Some appear to hope that the TPP will have the effect of re-invigorating some stalled reforms. Xu Zidong, a scholar of Chinese literature, asked hopefully whether “TPP will have any outside force — can it become a kind of turning point?” Another wrote, “China can lower taxes, and keep people here to spend. It can open administrative monopolies, and allow anyone to enter oil and telecom. It can lessen [administrative] approvals, seriously eliminate administrative personnel, and increase efficiency.” He added, quite boldly, that “to protect private property, we should not talk about Communism anymore. It’s just driving more Li Ka-shings away.”

That sense of isolation was particularly acute when citizens discussed the sensitive topics of democracy and the Internet. One widely shared blog post, censored from parts of the Weibo site but preserved elsewhere, was deeply critical of China’s turn away from reform. “It’s obviously been over ten years” since WTO entry, “and we’ve clearly had time to reform,” the pseudonymous author wrote. “We feel the stones, but when are you bureaucrats going to cross the river? It’s the age of the Internet; knowledge and information is exploding. We needed time, but the age of the Internet doesn’t give us time.” In a censored post captured by mirror site Freeweibo, Wang Jianguo, a management professor at Peking University, wrote that TPP is “the bitter fruit” from China’s “expulsion of Google, its lockdown on the Internet, and its breaking the international rules of the game.” When Yang Jinlin, who works for Hong Kong Satellite Television, wrote that the reaction to TPP should be “self confidence,” not fear, the top response argued, “TPP is not scary. What’s scary is how the masses are pushed aside, which implies an inability to cooperate genuinely with others. In a world dependent on globalization, shouldn’t that terrify us?”

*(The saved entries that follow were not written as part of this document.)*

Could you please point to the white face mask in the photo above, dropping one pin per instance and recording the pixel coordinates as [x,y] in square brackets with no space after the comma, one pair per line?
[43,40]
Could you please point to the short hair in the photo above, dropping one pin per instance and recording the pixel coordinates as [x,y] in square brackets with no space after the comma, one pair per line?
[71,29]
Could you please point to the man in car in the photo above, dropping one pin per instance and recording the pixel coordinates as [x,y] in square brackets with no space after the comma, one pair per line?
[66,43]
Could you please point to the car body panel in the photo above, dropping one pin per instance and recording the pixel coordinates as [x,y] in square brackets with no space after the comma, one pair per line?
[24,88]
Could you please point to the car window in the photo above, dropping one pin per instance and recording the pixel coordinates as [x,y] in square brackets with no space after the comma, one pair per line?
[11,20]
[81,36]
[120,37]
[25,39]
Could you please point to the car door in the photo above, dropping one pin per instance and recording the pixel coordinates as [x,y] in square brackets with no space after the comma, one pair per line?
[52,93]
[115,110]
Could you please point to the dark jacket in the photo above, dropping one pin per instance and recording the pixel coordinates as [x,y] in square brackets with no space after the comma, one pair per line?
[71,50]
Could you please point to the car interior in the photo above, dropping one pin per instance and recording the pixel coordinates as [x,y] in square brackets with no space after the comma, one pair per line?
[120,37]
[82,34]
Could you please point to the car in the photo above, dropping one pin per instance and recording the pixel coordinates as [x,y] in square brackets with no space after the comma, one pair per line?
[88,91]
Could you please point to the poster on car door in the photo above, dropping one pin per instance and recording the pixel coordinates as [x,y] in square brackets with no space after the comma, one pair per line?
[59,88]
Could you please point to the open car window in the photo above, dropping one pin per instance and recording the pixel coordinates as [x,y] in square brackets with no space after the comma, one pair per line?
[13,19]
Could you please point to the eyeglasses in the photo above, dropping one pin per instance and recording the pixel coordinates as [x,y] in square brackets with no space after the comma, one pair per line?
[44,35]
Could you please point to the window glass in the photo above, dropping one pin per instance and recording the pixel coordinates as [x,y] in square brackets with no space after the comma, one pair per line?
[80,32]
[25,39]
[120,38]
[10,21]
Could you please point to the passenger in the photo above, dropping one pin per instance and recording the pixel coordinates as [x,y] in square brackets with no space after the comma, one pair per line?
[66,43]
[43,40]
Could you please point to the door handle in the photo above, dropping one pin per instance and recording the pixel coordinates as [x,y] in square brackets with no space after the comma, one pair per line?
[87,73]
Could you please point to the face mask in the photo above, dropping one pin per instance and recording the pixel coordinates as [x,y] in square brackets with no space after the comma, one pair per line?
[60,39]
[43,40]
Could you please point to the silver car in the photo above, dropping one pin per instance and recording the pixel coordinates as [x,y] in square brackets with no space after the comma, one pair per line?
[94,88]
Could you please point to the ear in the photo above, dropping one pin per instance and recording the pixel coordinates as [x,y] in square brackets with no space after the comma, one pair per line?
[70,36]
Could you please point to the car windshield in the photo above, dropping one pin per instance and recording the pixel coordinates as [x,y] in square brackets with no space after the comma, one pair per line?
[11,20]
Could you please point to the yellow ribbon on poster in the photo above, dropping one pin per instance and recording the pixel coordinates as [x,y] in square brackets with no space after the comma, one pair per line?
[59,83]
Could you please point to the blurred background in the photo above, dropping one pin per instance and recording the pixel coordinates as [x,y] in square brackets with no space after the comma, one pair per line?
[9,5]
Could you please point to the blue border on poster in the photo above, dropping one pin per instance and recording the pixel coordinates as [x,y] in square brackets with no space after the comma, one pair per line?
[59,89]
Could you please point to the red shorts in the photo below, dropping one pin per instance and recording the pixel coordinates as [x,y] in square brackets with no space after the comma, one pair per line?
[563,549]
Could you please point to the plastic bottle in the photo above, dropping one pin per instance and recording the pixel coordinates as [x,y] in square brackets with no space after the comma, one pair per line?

Not everyone was as introspective. On Zhihu, a question-and-answer forum, the most popular post about the pact sneered at U.S. hypocrisy: “Freedom, democracy, rule of law, protection of human rights, privatization of state-owned enterprises, protection of labor rights, and environmental protection — are you fucking kidding me? You’ve got an absolute monarchy, countries with long-standing one-party rule, and one implementing Sharia law” in the pact. (Singapore and Vietnam are under the longstanding rule of one political party, while Brunei is a monarchy that began to implement a Sharia penal code in 2014.)

The online fulminating in response to the TPP announcement may have produced more heat than light. Speaking at an Oct. 7 forum convened by FP, former diplomat Charles Freeman noted that Chinese-led initiatives such as One Belt One Road would eventually “completely outflank” the impact of TPP. Even if that proves to be true, the debate over TPP now unfolding inside China have exposed an internal ideological division, well known to China watchers, between liberal reformists, who are often accused of being U.S. apologists, and the conservative voices that often invoke patriotism in service of their arguments. It’s also shown that anxiety about China’s future is not hard to find among Chinese citizens themselves, even as the country’s GDP and military spending continue to march upward. Many comments about TPP were so critical of China itself that one web user wondered at the ranks of “so many people with negative views of their country and their people” coming forth. “If it wasn’t the TPP,” he wrote, “it would have been something else.”

Bethany Allen-Ebrahimian contributed research.